Ia merujuk pada data Indikator Publik tahun 2024. Tingkat persepsi atau kepercayaan publik pada lembaga legislatif dan juga partai politik di bawah 70 persen. Angka ini dibawah presentasi kepercayaan publik terhadap lembaga lain.
“Tetapi di sisi lain juga biaya pilkada memberikan cost politik yang besar. Bagi kaum elite politik dan juga negara ini juga menjadi beban. Dan memang ada keinginan untuk disederhanakan,” papar Verdy.
Hanya saja, pasca masa reformasi upaya mendesentralisasi kebijakan dengan melibatkan masyarakat adalah bentuk dari reformasi yang utuh pada saat itu. Maka buahnya adalah pemilihan umum (melibatkan masyarakat sebagai pemilih secara langsung).
Hanya saja, sistem ini tidak sempurna saat diterapkan. Dikarenakan tidak semua komponennya siap. Maka munculah cost politik yang besar, adanya money politics, dan kesadaran masyarakat terhadap partisipasi memilih yang bersih juga masih rendah.
“Jadi sebenarnya yang terpenting perlu dipikirkan adalah apapun sistemnya (baik dipilih masyarakat secara langsung atau dari jalur legislatif) yang penting adalah mencari format yang terbaik. Dan jalan tengahnya bagaimana masyarkaat tetap bisa berpartisipasi tetapi elite politik juga tidak banyak bermain money politics. Celah-celah seperti itu yang harus ditutup,” tegas Verdy.
Ia bahkan memandang bahwa apa yang dilontarkan Presiden Prabowo mengenai wacana tersebut bukanlah sebuah kebijakan. Akan tetapi lebih pada menggulingkan diskursus politik. Agar memberi stimulus dan diskusi publik.
Sehingga nantinya mengundang pemikiran-pemikiran baru yang lebih baik guna mencari format mengurangi cost politik dan juga tetap memberikan masyarakat hak memilih pimpinannya secara langsung.

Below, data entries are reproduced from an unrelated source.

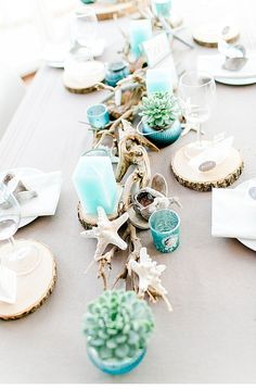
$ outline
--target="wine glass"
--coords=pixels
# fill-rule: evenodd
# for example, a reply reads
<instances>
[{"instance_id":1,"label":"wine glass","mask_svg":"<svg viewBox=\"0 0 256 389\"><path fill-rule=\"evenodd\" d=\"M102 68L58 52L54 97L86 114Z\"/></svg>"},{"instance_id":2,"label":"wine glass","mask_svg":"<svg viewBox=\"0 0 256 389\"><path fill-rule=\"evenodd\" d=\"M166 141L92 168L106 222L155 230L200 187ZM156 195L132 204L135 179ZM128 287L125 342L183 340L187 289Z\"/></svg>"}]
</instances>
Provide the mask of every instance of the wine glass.
<instances>
[{"instance_id":1,"label":"wine glass","mask_svg":"<svg viewBox=\"0 0 256 389\"><path fill-rule=\"evenodd\" d=\"M72 53L78 60L91 60L97 35L98 18L94 10L88 5L78 7L72 18Z\"/></svg>"},{"instance_id":2,"label":"wine glass","mask_svg":"<svg viewBox=\"0 0 256 389\"><path fill-rule=\"evenodd\" d=\"M215 101L215 79L205 72L185 72L180 78L178 92L184 117L189 124L196 127L197 131L197 140L187 147L187 154L192 158L207 147L207 142L202 141L201 127L209 118Z\"/></svg>"},{"instance_id":3,"label":"wine glass","mask_svg":"<svg viewBox=\"0 0 256 389\"><path fill-rule=\"evenodd\" d=\"M17 275L26 275L39 265L40 255L33 243L14 240L20 222L20 204L8 187L0 183L0 240L9 240L1 251L1 264Z\"/></svg>"}]
</instances>

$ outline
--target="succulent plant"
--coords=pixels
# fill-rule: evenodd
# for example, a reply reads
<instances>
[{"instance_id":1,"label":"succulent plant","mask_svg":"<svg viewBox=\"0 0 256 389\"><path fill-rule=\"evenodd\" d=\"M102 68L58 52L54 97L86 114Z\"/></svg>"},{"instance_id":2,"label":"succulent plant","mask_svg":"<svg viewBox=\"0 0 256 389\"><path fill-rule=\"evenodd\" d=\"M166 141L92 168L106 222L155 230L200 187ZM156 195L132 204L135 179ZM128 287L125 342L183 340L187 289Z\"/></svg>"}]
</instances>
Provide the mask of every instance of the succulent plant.
<instances>
[{"instance_id":1,"label":"succulent plant","mask_svg":"<svg viewBox=\"0 0 256 389\"><path fill-rule=\"evenodd\" d=\"M180 115L178 99L170 92L154 92L142 99L140 115L154 129L165 129Z\"/></svg>"},{"instance_id":2,"label":"succulent plant","mask_svg":"<svg viewBox=\"0 0 256 389\"><path fill-rule=\"evenodd\" d=\"M103 292L88 305L84 334L100 359L124 361L146 347L154 328L150 306L133 291Z\"/></svg>"}]
</instances>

“Karena sangat kecil bisa dilakukan lagi. Jika memang nanti dipilih dari dewan dengan kepercayaan mayarakat terhadap mereka yang sangat rendah. Pasti akan timbul gejolak. Dan memunculkan istilah oligarki politik,” tegasnya.
Verdy mengungkapkan wacana ini bisa menjadi pemicu positif bagi publik untuk mengkaji lebih dalam dan menjadi diskusi publik yang baik. Agar format terbaik untuk sistem pemilihan pemimpin daerah bisa muncul.
Sementara itu Ketua DPRD Kota Malang Amithya Ratnanggani Sirraduhita menjelaskan bahwa DPRD Kota Malang masih belum memikirkan adanya wacana tersebut diberlakukan. Menurut dia kajian sangat mendalam masih perlu dilakukan.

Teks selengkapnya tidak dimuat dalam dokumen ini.